Hutchinson also testified that Greene broached the outlandish conspiracy theory on January 4, 2021, during a campaign rally in Georgia that Trump attended to stump for then-Senators David Perdue and Kelly Loeffler, both Republicans.

“... We were on the ground in Georgia… Mr. Meadows and I were having a conversation,” Hutchinson said, “Ms Greene came up and began talking to us about QAnon and QAnon going to the rally, and she had a lot of constituents that are QAnon, and they’ll all be there.”

“And she was showing him pictures of them traveling up to Washington, DC, for the rally on the 6th,” she added.

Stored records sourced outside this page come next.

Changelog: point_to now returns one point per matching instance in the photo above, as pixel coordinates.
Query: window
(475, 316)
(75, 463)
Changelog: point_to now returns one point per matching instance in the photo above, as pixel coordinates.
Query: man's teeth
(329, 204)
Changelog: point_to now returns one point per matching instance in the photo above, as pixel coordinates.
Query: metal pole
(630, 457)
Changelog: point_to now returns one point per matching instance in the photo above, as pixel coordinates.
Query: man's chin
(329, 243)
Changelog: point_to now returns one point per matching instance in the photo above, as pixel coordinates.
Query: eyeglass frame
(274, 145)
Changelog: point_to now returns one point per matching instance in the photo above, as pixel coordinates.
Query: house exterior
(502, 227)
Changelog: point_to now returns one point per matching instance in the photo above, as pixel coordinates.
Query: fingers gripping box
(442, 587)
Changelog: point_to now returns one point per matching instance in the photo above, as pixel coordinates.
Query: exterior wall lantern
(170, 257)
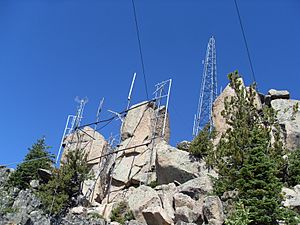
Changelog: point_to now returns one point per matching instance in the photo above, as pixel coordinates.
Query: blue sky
(53, 51)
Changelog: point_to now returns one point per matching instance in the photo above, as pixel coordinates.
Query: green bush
(202, 146)
(38, 157)
(240, 216)
(245, 159)
(293, 169)
(62, 190)
(121, 213)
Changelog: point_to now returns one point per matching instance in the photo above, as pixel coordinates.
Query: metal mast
(208, 91)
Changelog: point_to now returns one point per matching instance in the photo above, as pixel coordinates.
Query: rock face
(26, 210)
(213, 210)
(173, 164)
(218, 106)
(157, 216)
(135, 165)
(94, 145)
(292, 197)
(143, 198)
(275, 94)
(288, 115)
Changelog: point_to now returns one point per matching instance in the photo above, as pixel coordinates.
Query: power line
(245, 40)
(140, 47)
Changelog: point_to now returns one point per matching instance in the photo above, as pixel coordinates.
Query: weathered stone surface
(142, 198)
(132, 120)
(34, 184)
(173, 164)
(166, 193)
(184, 223)
(289, 119)
(279, 94)
(81, 219)
(187, 209)
(134, 168)
(187, 215)
(184, 145)
(218, 106)
(197, 188)
(91, 141)
(27, 210)
(134, 222)
(292, 197)
(156, 216)
(213, 210)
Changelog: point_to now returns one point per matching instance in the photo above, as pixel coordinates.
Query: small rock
(173, 164)
(185, 214)
(157, 216)
(34, 184)
(213, 210)
(276, 94)
(142, 198)
(78, 210)
(184, 145)
(197, 187)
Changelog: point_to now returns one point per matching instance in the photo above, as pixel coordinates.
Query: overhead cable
(140, 47)
(245, 40)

When the select committee’s vice chair, outgoing Rep. Liz Cheney (R-WY) asked Hutchinson if she recalled Trump talking about QAnon, the former aide disclosed that Greene had lauded her QAnon-supporting constituents in a chat with the lame-duck president.

“I heard him talk on the plane that night because Ms. Taylor Greene gave him a very similar spiel: These are my constituents. Look, one of them had a Q shirt on. They are on the plane,” Hutchinson said. “And she showed him a picture of them, saying: Those are all my people.”

In the days preceding January 6, Greene falsely accused “Joe Biden and the Democrats” of stealing the election, claimed without evidence that “President Trump won by a landslide,” and urged supporters to “flood the Capitol building.”

Yet, Greene told Lindell-TV, a disinformation platform owned by pro-Trump conspiracist and MyPillow magnate Mike Lindell, that anti-fascists were behind the Capitol attack and “no one can convince me it was so-called Trump supporters.”

Hutchinson also told congressional investigators that she recalled other right-wing luminaries discussing QAnon and far-right militias — the Oath Keepers and the Proud Boys — including “several other members of Congress.”

Greene participated in these discussions with Trump and Meadows, said Hutchinson, and so far-right Reps. Scott Perry (R-PA), Andy Biggs (R-AZ), Mo Brooks (R-AL), and former Trump White House adviser Peter K. Navarro.

“I remember Mr. Meadows and Mr. Perry talking about all of the groups [the Oath Keepers, QAnon, and the Proud Boys] and with several other members of Congress,” Hutchinson informed panel investigators.

“I remember Mr. Brooks mentioning some of the groups. Mr. Biggs, Ms. Marjorie Taylor Greene… Mr. Navarro had talked about them a couple of times,” she added.